Read Mia the Magnificent Online
Authors: Eileen Boggess
“There were no aliens,” I said, pushing her away. “OK, some of the people I worked with could’ve been mistaken for alternate life forms, but it’s still me in here.”
“So you’re telling me that I spent fifteen years trying to get you to come out of your shell and failed miserably, but after only ten weeks of working at Little Tykes, you became Super Thespian?”
“I’m not Super Thespian; I just discovered that I like being in plays. It’s sort of nice getting to be someone else for a while.” I shrugged. “I shouldn’t have even mentioned it to you. I probably won’t get a part. I mean, I sing so off-key that even my grandma asked me to stop singing her ‘Happy Birthday.’”
“Don’t be so hard on yourself,” Lisa said. “I know for a fact you can sing middle C really well.”
“In case you hadn’t noticed, most songs are written with more than one note.”
“OK, so we’ll improvise,” Lisa replied. “I’m the director.
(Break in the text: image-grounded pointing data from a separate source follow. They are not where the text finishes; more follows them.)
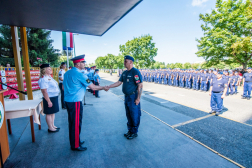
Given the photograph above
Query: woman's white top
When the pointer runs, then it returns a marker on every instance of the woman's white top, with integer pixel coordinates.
(47, 82)
(61, 75)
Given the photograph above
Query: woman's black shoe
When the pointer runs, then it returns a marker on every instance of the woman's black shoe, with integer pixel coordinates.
(57, 130)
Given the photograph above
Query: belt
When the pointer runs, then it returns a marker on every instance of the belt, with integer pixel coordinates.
(131, 93)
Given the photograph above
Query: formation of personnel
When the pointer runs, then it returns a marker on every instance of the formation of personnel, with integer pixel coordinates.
(199, 79)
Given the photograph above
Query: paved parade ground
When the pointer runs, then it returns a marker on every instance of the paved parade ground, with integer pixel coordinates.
(175, 131)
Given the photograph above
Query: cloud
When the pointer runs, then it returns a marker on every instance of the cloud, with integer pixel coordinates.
(198, 2)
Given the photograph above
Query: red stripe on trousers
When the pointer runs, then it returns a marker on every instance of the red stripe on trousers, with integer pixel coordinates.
(78, 128)
(76, 125)
(71, 40)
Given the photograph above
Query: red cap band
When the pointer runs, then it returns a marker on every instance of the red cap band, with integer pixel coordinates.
(76, 61)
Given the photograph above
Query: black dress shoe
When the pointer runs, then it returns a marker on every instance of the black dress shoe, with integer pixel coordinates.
(50, 131)
(131, 136)
(127, 134)
(79, 149)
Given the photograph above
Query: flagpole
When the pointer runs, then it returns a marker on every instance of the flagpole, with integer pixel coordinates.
(67, 60)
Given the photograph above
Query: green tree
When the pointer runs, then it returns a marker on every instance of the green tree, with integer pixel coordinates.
(227, 33)
(142, 49)
(178, 65)
(158, 65)
(187, 65)
(39, 46)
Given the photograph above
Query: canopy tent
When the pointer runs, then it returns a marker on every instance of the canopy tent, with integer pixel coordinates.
(93, 17)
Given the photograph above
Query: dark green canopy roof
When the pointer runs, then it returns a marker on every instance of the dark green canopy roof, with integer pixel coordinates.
(93, 17)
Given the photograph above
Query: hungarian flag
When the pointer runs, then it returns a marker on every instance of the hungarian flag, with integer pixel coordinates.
(67, 40)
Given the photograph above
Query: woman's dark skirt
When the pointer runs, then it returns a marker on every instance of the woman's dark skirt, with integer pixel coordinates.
(54, 108)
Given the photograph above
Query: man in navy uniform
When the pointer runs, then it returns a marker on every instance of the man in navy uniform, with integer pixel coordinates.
(247, 84)
(218, 89)
(75, 83)
(132, 88)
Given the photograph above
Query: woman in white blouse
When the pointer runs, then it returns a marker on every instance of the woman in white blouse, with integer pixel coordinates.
(50, 90)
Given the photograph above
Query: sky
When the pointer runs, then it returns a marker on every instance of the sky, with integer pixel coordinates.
(173, 24)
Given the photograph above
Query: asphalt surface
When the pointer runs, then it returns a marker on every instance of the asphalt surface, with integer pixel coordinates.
(159, 144)
(104, 123)
(230, 138)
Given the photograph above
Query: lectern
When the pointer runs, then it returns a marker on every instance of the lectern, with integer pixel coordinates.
(5, 151)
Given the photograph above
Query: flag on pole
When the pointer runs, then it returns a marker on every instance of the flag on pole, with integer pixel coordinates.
(67, 40)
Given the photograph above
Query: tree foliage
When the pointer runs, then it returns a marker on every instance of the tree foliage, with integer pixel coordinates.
(110, 61)
(39, 46)
(227, 33)
(142, 49)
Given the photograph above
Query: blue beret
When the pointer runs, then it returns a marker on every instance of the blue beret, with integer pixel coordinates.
(129, 57)
(44, 66)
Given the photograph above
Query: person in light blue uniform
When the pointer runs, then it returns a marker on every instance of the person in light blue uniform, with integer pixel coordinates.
(166, 79)
(181, 76)
(169, 77)
(97, 81)
(217, 92)
(132, 88)
(237, 82)
(160, 77)
(247, 84)
(75, 83)
(195, 79)
(203, 81)
(190, 79)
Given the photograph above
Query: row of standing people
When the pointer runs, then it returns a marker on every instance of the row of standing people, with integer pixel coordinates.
(198, 79)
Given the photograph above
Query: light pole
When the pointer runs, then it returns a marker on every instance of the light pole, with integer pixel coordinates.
(74, 44)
I can do whatever I want.”
“You’re the student director,” I said, “and I don’t want any special favors. I want to see if I can get a part on my own.”
Ignoring my request, Lisa threw her hands up in the air in a way that can only be described as “jazz hands,” and exclaimed, “My best friend is going to be a superstar!”
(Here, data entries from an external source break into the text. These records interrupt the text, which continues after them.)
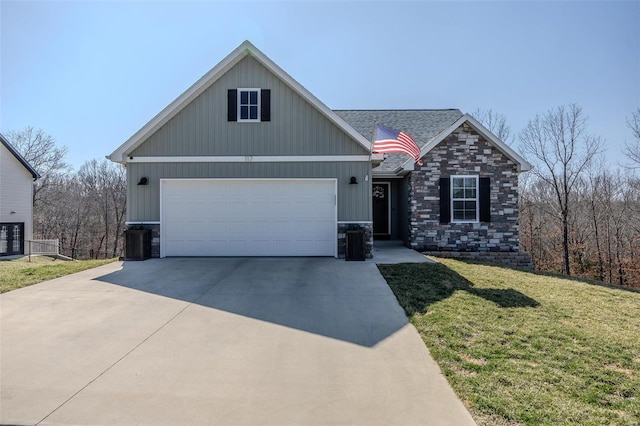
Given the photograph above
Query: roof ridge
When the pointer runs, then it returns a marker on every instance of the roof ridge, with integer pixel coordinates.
(402, 109)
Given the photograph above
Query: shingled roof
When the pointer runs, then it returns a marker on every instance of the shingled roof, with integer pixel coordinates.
(19, 157)
(422, 124)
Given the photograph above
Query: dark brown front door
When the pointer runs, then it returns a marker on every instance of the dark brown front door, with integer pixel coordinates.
(11, 238)
(381, 198)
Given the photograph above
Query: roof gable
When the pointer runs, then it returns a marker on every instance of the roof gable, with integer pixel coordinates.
(19, 157)
(244, 50)
(422, 124)
(521, 163)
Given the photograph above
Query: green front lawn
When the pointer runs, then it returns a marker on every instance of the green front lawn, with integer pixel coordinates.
(525, 348)
(19, 273)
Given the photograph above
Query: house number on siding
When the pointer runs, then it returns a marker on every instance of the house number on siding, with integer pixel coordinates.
(378, 191)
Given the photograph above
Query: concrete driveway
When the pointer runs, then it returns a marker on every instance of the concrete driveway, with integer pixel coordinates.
(238, 341)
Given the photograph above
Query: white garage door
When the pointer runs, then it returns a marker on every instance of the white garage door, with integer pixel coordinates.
(248, 217)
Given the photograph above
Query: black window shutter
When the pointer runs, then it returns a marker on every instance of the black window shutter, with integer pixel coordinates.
(232, 105)
(445, 200)
(265, 105)
(485, 200)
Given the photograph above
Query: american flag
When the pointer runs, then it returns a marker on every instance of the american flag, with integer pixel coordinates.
(389, 140)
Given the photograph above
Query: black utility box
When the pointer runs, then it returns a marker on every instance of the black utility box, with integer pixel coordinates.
(355, 245)
(137, 244)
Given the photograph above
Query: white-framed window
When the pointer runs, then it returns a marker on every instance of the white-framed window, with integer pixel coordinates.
(249, 105)
(464, 199)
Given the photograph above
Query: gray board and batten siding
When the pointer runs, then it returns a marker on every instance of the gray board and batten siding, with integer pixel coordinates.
(296, 128)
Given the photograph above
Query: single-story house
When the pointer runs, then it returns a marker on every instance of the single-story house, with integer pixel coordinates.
(16, 200)
(247, 162)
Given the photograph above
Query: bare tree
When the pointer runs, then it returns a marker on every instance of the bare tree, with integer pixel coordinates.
(562, 149)
(496, 122)
(41, 151)
(632, 150)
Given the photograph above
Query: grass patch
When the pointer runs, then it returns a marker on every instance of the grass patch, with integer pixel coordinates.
(523, 348)
(18, 273)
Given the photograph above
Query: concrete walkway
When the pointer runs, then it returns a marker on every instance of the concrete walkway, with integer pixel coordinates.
(393, 251)
(238, 341)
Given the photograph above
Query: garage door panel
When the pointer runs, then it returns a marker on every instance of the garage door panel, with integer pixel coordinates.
(248, 218)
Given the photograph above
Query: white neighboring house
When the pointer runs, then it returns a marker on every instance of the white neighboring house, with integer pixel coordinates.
(16, 200)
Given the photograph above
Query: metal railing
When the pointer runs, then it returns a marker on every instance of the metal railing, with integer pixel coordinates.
(44, 247)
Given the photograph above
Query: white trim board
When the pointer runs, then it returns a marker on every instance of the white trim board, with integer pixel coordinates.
(388, 204)
(251, 159)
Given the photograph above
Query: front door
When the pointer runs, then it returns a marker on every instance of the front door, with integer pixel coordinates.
(381, 210)
(11, 238)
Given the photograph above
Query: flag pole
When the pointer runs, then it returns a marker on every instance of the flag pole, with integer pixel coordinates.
(373, 139)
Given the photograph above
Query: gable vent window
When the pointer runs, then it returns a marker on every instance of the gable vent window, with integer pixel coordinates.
(249, 105)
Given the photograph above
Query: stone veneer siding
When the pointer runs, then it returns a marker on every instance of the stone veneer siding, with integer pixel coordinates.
(342, 242)
(464, 152)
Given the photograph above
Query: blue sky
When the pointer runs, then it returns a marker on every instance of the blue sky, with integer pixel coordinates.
(92, 73)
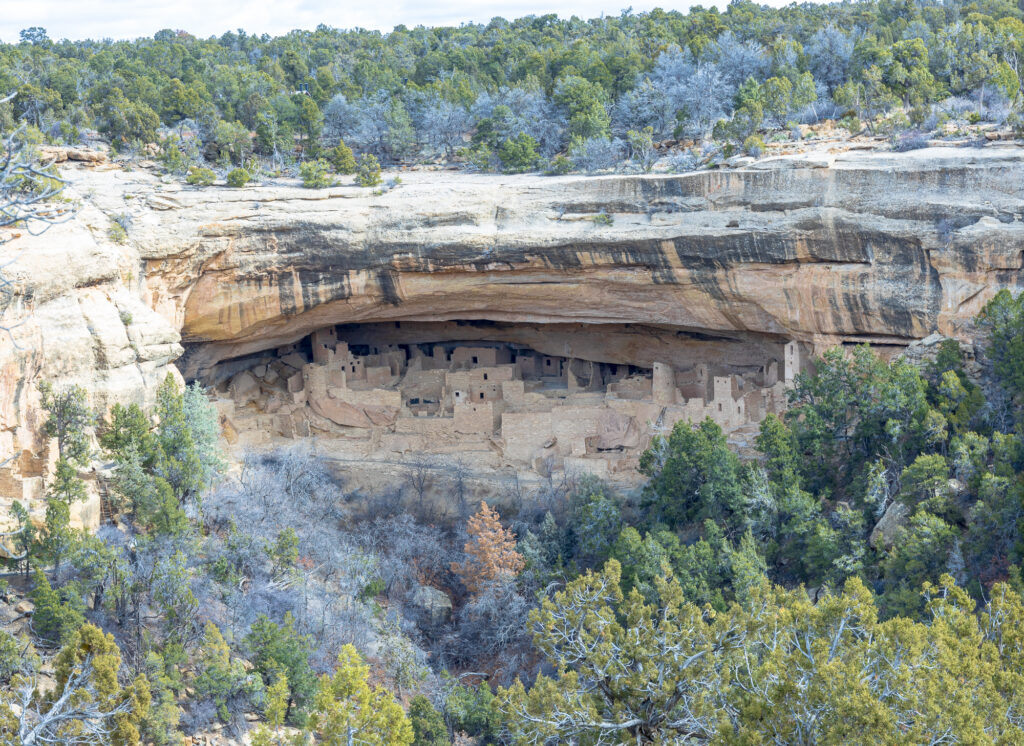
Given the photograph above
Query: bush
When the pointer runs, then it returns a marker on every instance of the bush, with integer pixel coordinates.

As Lisa launched into full spirit finger mode and a table of senior guys stared at us, I suddenly began wishing that the stories of alternate life forms were true so they could beam me up right now to take me back to their home planet.
“This is going to be so much fun!” Lisa said as, thankfully, she set her hands back on the table. “It’s exactly the sort of thing we both need now that we’re footloose and fancy free.”
“Footloose and fancy free?” I asked with a raise of my eyebrow. “Have you been volunteering at the senior center again?”
“You know what I mean,” Lisa replied. “I broke up with Mike and you broke up with Tim. Being involved in the school play will help us not only fill up our free time, but also meet some new guys.”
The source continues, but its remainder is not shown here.